I'm not sure it the problem begins where it says "Effective UID is not root" (I'm running VirtualBox as a restricted user, until now this wasn't a problem), or if it begins when it seems to be unable to obtain permission for CAP_NET_RAW (VirtualBox uses some kernel modules to capture network packets).

The vboxdrv and vnetfilter modules are loaded and have been compiled against the sources of the kernel I'm running.

I haven't tried to run VBoxHeadless as root yet because then I would have to move my .VirtualBox directory to /root/ and hand-edit all the .xml files to point to the new path, but I'll try this when I've got some time again to see if it is indeed some kind of permission problem.

What can I do?

----------

## BillWho

Cygon

Is vboxnetadp loaded   :Question: 

 *Quote:*   

> VBoxHeadless: Tip! It may help to reinstall VirtualBox. 

 

Since the error message suggests reinstalling, did you try that   :Question: 

Good Luck   :Wink: 

----------

## Cygon

If a module is not loaded, VirtualBox actually prints a meaningful error message. In this case, vboxnetadp is not required, but I loaded it anyway - to no effect.

Yes, I did 'emerge --oneshot virtualbox-bin' and ran 'revdep-rebuild'. No joy.

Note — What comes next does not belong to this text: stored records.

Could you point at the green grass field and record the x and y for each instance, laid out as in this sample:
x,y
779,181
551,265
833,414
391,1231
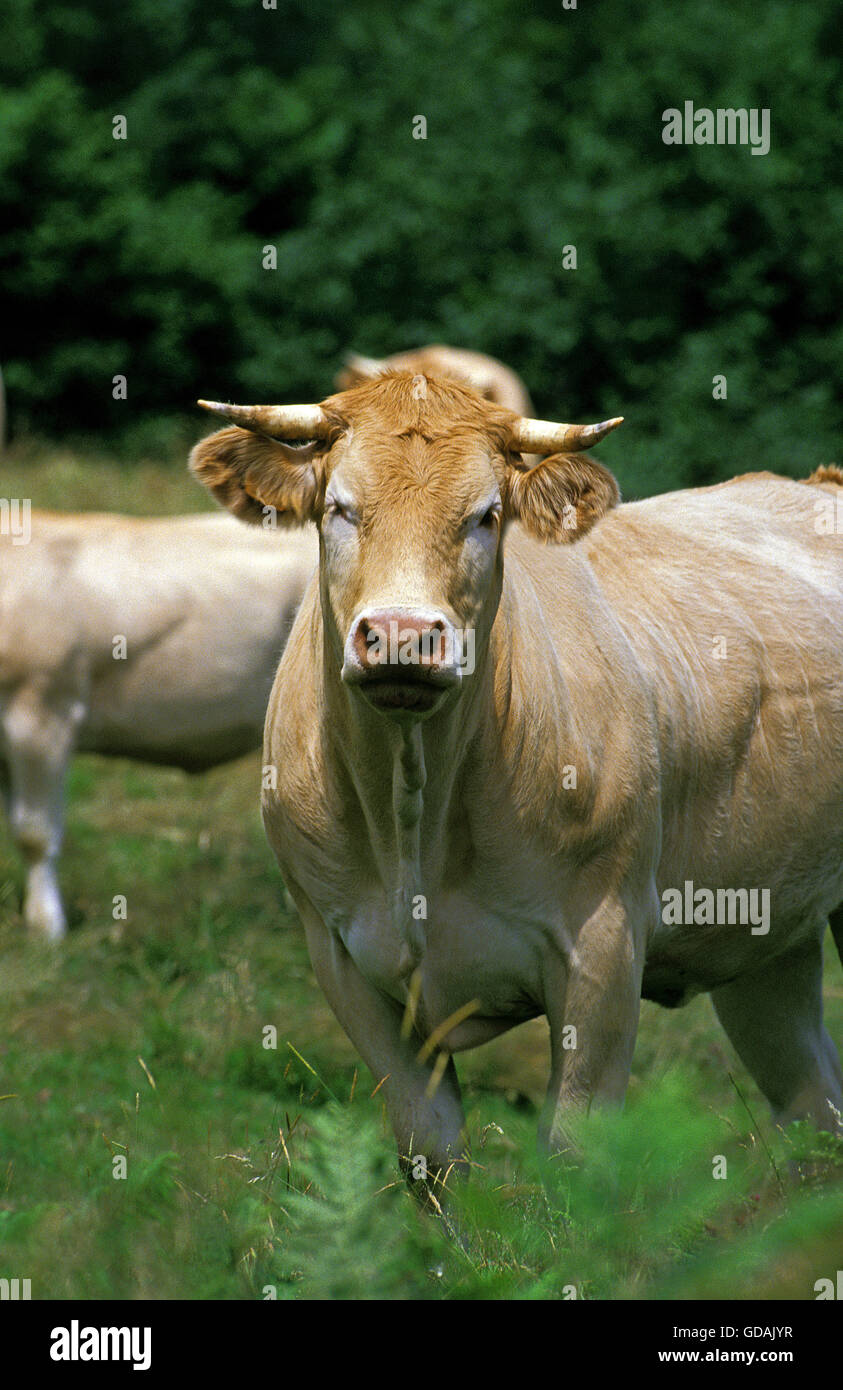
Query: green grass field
x,y
255,1171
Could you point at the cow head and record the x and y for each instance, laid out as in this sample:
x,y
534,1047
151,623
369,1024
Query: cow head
x,y
412,481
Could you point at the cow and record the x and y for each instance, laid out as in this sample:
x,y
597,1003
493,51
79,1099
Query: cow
x,y
145,638
488,377
544,754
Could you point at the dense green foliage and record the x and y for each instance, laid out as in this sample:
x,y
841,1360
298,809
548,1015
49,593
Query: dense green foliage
x,y
251,127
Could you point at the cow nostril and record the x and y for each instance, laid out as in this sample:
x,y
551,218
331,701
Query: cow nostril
x,y
399,642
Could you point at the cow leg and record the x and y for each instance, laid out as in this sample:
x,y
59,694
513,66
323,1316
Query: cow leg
x,y
38,742
593,1001
427,1121
774,1019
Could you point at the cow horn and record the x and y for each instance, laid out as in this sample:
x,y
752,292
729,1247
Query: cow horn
x,y
280,421
546,437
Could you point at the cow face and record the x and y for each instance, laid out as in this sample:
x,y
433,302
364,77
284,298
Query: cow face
x,y
412,485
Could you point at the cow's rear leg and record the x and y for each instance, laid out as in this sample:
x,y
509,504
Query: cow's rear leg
x,y
774,1020
38,736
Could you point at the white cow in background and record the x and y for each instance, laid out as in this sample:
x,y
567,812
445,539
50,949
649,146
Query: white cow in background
x,y
143,638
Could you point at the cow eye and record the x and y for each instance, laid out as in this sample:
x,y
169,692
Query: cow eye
x,y
338,509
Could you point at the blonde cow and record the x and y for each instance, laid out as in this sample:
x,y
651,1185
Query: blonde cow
x,y
540,754
145,638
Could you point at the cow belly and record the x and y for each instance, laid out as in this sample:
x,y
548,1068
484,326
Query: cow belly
x,y
472,957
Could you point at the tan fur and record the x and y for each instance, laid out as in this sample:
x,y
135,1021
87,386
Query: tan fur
x,y
205,608
683,660
486,375
828,473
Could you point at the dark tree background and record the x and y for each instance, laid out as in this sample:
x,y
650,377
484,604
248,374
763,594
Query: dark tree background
x,y
294,128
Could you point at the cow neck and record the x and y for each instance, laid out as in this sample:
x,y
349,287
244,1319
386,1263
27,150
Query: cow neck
x,y
398,777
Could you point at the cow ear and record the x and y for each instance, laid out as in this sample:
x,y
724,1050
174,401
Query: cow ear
x,y
249,473
561,498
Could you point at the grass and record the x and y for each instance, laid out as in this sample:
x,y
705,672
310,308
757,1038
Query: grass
x,y
269,1172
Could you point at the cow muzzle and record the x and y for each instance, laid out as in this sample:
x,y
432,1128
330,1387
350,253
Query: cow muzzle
x,y
405,660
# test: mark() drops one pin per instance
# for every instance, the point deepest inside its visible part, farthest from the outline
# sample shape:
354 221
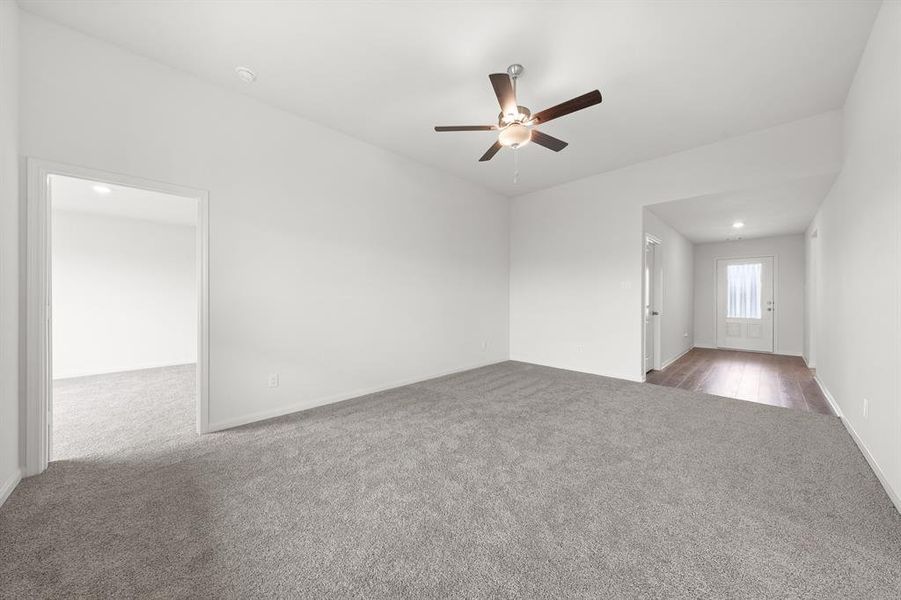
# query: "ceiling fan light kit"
516 125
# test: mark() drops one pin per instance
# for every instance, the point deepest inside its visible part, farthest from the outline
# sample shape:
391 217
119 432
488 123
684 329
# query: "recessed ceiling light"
245 74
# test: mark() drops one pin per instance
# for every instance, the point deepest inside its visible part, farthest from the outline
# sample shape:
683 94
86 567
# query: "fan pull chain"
515 165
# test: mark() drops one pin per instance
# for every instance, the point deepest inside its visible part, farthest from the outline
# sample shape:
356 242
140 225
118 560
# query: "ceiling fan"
515 123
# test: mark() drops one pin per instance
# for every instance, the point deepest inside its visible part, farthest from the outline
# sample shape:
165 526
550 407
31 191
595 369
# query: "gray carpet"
510 481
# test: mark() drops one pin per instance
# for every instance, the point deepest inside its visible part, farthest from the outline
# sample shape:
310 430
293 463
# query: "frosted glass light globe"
514 135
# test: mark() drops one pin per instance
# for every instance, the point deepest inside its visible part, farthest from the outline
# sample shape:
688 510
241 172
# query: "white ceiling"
778 210
78 195
673 75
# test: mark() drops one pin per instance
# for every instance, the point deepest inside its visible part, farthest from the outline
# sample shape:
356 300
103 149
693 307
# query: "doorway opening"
119 358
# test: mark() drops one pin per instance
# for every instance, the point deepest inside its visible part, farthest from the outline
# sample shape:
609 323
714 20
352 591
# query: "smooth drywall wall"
342 267
858 246
9 249
788 251
124 294
674 258
576 249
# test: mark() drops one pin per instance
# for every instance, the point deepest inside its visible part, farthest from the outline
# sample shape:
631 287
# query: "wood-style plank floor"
766 378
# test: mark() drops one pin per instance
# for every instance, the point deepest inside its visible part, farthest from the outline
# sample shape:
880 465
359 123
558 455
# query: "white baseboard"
672 360
7 487
293 408
894 496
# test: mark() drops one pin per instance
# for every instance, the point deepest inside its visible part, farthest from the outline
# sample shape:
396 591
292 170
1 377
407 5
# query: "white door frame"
38 338
716 298
658 288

I think this is most likely a problem due to new permissions being introduced that my virtualbox user is now missing. I just don't know where to look and how to set those permissions. If at all possible, I'd like to run VirtualBox as a restricted user, not root.

----------

## Trog Dog

There's a  bug to stabilise 4.1.12 as lesser versions don't play nice with 3.2.x kernels

----------